Unlock Editor’s Digest Lock for Free
FT editor Roula Khalaf will select your favorite stories in this weekly newsletter.
Swiss inflation has fallen into negative territory for the first time in four years, promoting a bet that the country will return to interest rates below zero to stop a sluggish deflation and curb a rising currency.
Data released Tuesday showed that annual inflation rate was 0.1% in May, with air transport and accommodation prices among people dragged by the consumer price index. Prices rose 0.1% per month.
Traders have increased their bets in recent months to cut interest rates below zero to slow inflation and address the surge in value of the Swiss franc, the currency of the shelter that investors bought as a shelter from the trade war by US President Donald Trump.
Franc is one of the most performant major currencies this year, up nearly 11% against dollars and overtaking buddies such as the euro and pound. This has brought the greenback closer to SFR 0.80 in recent weeks since the shocking rating at Franc in 2015.
Stronger francs reduce Swiss inflation by reducing import costs.
Mike Riddell, Fund Manager at Fidelity, said the signs of deflation would “have allergic to SNB to the Swiss franc’s thanks,” and said prices could deteriorate.
He predicted that “more upward currencies pressure” would likely lead to central banks intervention in the Forex market as it weakens the currency. SNB targets inflation rates from zero to 2%.
It risked causing the White House rage, which added Switzerland to the list of “currency manipulators” in the final week of Trump’s first presidency. It was later removed from the list under the Joe Biden administration.
“It’s a sensitive situation where they are,” said Daniel Kalt, Switzerland’s chief investment officer at UBS Global Wealth Management. “While you are undergoing these trade consultations with the US, you don’t want to be recognized as a currency manipulator.”
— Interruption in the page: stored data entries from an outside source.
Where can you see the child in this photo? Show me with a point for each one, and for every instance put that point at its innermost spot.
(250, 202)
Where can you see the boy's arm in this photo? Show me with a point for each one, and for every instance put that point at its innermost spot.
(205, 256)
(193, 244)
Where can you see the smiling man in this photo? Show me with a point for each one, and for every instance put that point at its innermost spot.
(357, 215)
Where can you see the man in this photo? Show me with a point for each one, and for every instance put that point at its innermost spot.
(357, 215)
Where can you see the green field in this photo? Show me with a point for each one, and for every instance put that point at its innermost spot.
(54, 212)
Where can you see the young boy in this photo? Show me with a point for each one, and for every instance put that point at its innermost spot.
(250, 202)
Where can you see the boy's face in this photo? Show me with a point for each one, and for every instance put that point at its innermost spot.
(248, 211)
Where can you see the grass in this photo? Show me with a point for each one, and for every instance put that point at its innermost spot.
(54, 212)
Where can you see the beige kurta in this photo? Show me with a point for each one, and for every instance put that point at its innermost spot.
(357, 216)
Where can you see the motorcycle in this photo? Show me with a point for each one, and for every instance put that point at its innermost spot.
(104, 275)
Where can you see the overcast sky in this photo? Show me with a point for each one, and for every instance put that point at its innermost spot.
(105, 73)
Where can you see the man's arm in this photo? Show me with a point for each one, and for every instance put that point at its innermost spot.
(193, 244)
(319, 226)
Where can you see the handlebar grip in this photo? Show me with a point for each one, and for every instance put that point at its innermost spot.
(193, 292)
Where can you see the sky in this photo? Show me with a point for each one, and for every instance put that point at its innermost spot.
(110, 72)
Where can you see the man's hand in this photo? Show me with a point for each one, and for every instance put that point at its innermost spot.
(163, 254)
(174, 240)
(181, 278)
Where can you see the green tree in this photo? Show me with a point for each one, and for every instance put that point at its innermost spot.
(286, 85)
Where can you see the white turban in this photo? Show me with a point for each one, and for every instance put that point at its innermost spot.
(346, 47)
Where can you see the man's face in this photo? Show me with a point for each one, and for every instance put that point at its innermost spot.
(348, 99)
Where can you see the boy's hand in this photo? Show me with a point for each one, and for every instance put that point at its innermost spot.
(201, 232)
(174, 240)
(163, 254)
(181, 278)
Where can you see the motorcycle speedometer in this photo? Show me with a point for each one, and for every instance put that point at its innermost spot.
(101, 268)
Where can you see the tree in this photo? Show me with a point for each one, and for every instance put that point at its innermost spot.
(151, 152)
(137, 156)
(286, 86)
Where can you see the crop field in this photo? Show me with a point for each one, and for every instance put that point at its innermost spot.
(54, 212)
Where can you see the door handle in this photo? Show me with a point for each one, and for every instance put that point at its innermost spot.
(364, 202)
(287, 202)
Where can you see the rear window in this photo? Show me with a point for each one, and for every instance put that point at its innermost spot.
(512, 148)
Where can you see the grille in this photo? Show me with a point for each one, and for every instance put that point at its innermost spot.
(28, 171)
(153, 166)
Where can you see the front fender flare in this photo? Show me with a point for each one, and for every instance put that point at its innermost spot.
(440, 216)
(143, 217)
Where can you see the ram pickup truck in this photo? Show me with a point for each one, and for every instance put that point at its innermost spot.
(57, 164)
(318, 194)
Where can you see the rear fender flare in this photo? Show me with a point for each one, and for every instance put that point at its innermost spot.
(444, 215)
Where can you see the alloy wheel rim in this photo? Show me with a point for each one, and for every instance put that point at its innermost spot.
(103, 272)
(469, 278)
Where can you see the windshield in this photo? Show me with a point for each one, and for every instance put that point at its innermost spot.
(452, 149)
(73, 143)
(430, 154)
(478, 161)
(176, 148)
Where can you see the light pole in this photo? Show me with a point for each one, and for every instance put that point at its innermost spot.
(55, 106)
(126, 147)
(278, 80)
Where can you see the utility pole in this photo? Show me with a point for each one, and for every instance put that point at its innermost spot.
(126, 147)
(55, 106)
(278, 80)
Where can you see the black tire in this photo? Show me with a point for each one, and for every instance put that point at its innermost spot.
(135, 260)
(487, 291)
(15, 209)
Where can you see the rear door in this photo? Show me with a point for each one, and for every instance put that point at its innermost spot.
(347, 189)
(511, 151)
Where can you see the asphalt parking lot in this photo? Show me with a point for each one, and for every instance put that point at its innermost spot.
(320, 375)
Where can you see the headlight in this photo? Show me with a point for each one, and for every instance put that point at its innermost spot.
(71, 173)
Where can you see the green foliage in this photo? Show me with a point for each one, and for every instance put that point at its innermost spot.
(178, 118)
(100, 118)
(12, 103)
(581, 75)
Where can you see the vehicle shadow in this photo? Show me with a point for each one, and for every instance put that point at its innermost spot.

Fran’s path is extremely important, the Cult said, “I’ve never even seen the whole pass-through” from recent strength to consumer prices.
Switzerland has historically tried to curb the currency. It is considered a shelter for financial markets due to the relative political and economic stability of the country.
SNB held interest rates below zero for eight years before returning to Plus Territory in 2022, building a vast portfolio of international assets through currency interventions.
The market is currently priced at two quarters of rate reductions before the December SNB meeting, with a policy rate of 0.25%. One of them is scheduled to compete in the meeting later this month.
The two-year Swiss government bond yield fell to minus 0.24% on Tuesday, reaching its lowest in three years. It will earn up to six years of revenue on Tuesday with maturity below zero.